In November, Hayre-Kwan was one of four nurses in the country to win the 2021 DAISY Nurse Leader Award in Policy. She was selected for her work to preserve state funding that provides dental care to low-income residents; specifically for leading a 2020 campaign to preserve Proposition 56 funding, which provides dental care for more than 32,000 low-income patients, many children, enrolled in Denti-Cal.

“I’m very proud of the advocacy that I’ve been able to bring to my patients and my community,” Hayre-Kwan says.

The DAISY Foundation created the award in 2020, in conjunction with HealthImpact—a California forum to develop strategies for nursing and healthcare—to honor nurses whose work “advances compassionate care in policy.”

Why she chose SMU

Hayre-Kwan enrolled in SMU’s doctoral program because of the University’s past affiliation with Sutter Health. The degree has given her the ability to see her work with new perspectives.

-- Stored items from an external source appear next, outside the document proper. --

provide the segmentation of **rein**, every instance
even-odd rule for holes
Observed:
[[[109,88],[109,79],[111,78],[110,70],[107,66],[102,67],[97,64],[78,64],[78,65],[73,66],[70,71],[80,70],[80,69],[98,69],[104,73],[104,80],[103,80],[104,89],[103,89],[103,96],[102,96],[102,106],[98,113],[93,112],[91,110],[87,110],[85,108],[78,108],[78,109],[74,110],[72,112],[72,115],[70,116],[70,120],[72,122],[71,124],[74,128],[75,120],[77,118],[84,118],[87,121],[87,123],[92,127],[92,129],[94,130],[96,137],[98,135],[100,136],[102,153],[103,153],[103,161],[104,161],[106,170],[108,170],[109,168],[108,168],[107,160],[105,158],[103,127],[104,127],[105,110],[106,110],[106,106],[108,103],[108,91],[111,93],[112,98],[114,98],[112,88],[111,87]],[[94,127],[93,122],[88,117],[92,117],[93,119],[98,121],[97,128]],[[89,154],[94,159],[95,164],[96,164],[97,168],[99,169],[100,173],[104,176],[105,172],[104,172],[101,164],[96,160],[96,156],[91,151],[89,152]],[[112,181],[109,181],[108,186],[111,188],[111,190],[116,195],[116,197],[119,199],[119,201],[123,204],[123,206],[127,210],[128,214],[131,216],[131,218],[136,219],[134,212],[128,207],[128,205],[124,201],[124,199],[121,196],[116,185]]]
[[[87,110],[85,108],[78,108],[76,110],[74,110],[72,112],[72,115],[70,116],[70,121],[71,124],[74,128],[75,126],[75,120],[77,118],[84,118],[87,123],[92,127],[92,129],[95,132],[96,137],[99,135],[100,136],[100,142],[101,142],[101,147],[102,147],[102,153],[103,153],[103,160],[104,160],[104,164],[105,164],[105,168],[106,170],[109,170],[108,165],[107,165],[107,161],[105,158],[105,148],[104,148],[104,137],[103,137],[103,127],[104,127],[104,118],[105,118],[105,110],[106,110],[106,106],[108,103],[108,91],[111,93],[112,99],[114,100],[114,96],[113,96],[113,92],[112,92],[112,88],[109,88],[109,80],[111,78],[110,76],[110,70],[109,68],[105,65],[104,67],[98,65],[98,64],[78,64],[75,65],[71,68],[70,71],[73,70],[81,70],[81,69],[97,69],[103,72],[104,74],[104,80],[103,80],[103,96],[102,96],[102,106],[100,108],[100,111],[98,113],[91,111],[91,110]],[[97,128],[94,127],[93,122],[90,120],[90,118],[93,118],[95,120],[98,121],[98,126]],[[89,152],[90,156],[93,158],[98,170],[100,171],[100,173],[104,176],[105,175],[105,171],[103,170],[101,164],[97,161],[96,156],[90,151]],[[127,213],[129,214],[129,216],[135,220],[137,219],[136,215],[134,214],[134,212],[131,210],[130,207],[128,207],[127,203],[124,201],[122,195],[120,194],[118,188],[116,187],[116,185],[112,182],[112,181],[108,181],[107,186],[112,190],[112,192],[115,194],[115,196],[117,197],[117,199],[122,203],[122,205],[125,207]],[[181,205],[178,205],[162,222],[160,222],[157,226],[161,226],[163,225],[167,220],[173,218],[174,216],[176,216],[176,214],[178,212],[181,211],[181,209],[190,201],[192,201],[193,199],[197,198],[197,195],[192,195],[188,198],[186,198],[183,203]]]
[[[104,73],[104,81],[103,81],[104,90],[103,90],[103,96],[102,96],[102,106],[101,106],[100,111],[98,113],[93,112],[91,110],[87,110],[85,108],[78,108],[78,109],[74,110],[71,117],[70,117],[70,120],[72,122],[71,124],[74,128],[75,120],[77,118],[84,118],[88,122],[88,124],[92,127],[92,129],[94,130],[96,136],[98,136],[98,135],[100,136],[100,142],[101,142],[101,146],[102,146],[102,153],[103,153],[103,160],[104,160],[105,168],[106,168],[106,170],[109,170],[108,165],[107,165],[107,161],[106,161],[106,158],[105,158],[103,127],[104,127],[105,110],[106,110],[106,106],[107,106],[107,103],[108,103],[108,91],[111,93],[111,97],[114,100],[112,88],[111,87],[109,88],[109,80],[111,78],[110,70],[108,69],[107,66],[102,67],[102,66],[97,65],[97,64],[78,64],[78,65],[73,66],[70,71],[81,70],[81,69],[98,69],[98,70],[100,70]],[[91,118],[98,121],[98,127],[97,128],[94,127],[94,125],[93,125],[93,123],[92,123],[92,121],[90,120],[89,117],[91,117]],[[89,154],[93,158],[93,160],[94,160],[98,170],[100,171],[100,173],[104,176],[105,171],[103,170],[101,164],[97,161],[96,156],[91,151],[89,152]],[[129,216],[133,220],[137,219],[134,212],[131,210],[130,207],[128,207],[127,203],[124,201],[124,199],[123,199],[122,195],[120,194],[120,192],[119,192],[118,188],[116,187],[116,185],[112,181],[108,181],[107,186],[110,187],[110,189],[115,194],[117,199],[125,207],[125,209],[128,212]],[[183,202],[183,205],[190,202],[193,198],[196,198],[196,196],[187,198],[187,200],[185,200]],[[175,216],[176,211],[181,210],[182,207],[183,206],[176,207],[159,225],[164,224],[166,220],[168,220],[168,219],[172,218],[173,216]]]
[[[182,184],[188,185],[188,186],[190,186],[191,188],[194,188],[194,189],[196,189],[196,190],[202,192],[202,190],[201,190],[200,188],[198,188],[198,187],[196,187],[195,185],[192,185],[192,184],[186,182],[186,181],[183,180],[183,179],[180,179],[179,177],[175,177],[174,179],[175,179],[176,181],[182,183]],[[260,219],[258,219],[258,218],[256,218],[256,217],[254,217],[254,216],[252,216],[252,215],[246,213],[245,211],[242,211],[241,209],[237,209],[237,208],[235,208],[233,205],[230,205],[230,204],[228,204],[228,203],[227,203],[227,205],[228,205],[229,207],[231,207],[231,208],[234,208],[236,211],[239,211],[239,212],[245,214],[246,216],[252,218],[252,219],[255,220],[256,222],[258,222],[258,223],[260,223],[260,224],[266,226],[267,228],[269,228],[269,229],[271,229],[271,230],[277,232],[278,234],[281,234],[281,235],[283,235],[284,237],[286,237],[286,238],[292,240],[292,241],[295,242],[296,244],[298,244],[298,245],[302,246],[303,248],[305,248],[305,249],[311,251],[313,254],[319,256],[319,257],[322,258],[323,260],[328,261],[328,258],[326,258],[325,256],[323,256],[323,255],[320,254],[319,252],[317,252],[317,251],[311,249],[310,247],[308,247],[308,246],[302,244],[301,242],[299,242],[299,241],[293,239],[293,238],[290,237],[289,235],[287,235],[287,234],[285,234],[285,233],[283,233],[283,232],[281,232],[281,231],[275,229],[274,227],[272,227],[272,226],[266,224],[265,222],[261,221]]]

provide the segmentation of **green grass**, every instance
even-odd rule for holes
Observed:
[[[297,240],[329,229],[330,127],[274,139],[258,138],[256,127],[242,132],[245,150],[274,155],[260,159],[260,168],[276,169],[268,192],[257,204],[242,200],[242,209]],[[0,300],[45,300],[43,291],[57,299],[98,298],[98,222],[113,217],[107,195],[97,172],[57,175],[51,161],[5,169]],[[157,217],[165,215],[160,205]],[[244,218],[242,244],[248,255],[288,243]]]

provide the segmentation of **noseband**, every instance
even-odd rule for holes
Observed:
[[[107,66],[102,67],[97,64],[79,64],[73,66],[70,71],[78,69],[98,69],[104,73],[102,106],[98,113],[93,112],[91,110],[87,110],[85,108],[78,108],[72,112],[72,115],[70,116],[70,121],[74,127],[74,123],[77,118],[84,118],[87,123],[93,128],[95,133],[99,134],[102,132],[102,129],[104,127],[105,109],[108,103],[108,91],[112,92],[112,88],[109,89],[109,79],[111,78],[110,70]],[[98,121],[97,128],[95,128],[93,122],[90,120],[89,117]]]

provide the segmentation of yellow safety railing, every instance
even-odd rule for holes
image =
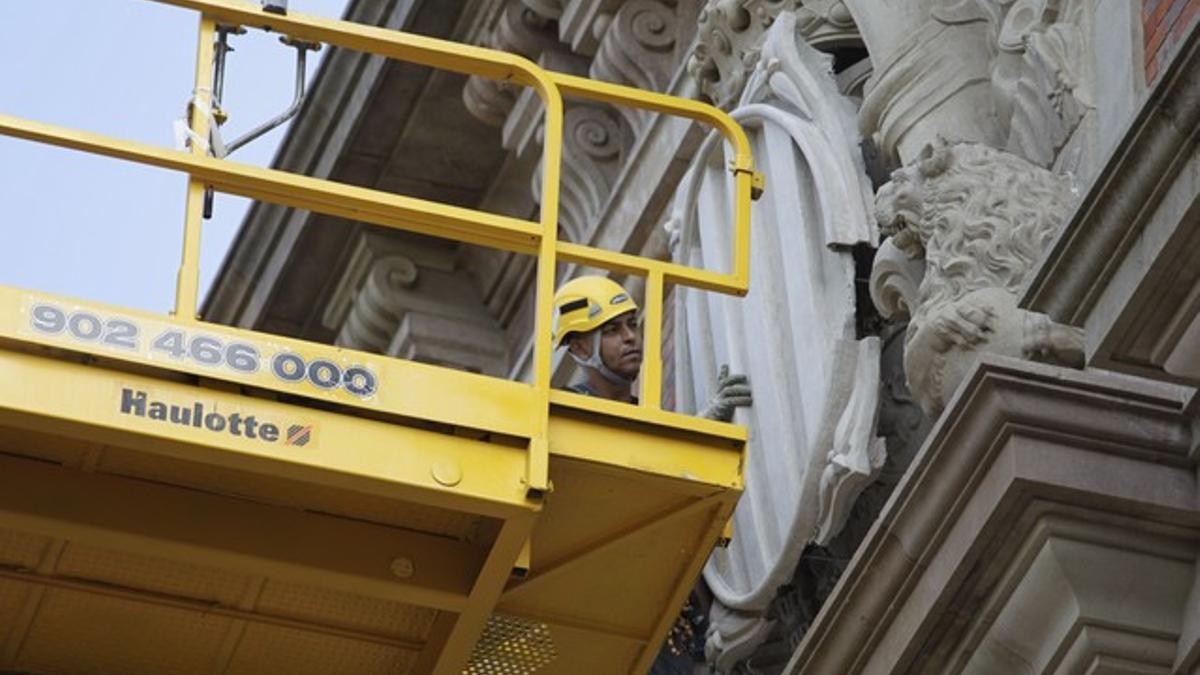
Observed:
[[[528,486],[531,494],[548,489],[546,435],[552,399],[555,403],[644,422],[732,438],[744,437],[743,432],[732,425],[694,419],[660,409],[665,285],[682,284],[737,295],[745,294],[748,289],[750,202],[752,192],[761,187],[761,178],[754,173],[745,133],[729,115],[697,101],[551,72],[521,56],[435,38],[297,13],[268,13],[258,5],[233,0],[153,1],[200,13],[190,114],[191,130],[196,138],[208,138],[210,131],[210,115],[206,111],[211,109],[213,103],[213,45],[218,25],[263,28],[293,39],[337,45],[436,69],[512,81],[531,87],[544,105],[541,213],[537,222],[215,159],[209,156],[207,147],[202,143],[192,143],[190,152],[168,150],[0,114],[0,134],[3,135],[188,174],[182,263],[175,296],[176,321],[196,323],[197,320],[200,227],[204,192],[212,188],[375,225],[536,255],[537,308],[532,397],[526,399],[531,405],[524,413],[528,418],[524,424],[500,425],[498,420],[501,413],[497,412],[499,406],[496,406],[496,410],[488,414],[480,413],[472,417],[468,411],[447,415],[446,419],[439,420],[502,433],[517,431],[529,438]],[[558,240],[564,95],[690,118],[710,125],[724,135],[735,151],[730,165],[736,190],[730,272],[697,269]],[[646,278],[645,354],[640,407],[551,392],[551,299],[555,290],[555,265],[559,260]],[[230,335],[247,332],[230,328],[222,330]],[[248,381],[261,384],[256,380]],[[387,409],[395,414],[421,417],[422,409],[414,407],[397,404],[395,408]]]

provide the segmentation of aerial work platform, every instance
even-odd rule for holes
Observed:
[[[183,172],[171,316],[0,287],[0,671],[642,673],[742,487],[745,430],[660,408],[664,287],[747,290],[757,176],[694,101],[518,56],[232,0],[217,26],[511,80],[544,105],[524,221],[0,114],[0,134]],[[681,115],[733,148],[731,270],[559,241],[562,96]],[[206,189],[537,256],[531,382],[197,318]],[[641,405],[550,388],[555,266],[644,276]]]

“I’ve become very good at looking at literature for evidence because of my doctoral work,” Hayre-Kwan says.

Notably, she conducted research in 2019 that showed first-year turnover among Sutter physician assistants and nurse practitioners was nearly twice the national average, in large part due to burnout. She went on to develop a pilot mentoring program that allowed Sutter nurse practitioners and physician assistants to work with mentors and learn how to navigate organizational politics and care for patients. The program was so successful that it was expanded throughout the Sutter network.

“I’ve made it my goal to make sure that colleagues within Sutter know about the value of Samuel Merritt’s program,” she says. “And I spend a lot of time talking to potential students about what SMU has to offer. Samuel Merritt helped me understand the value of the work I do, and how it can have an impact going forward.”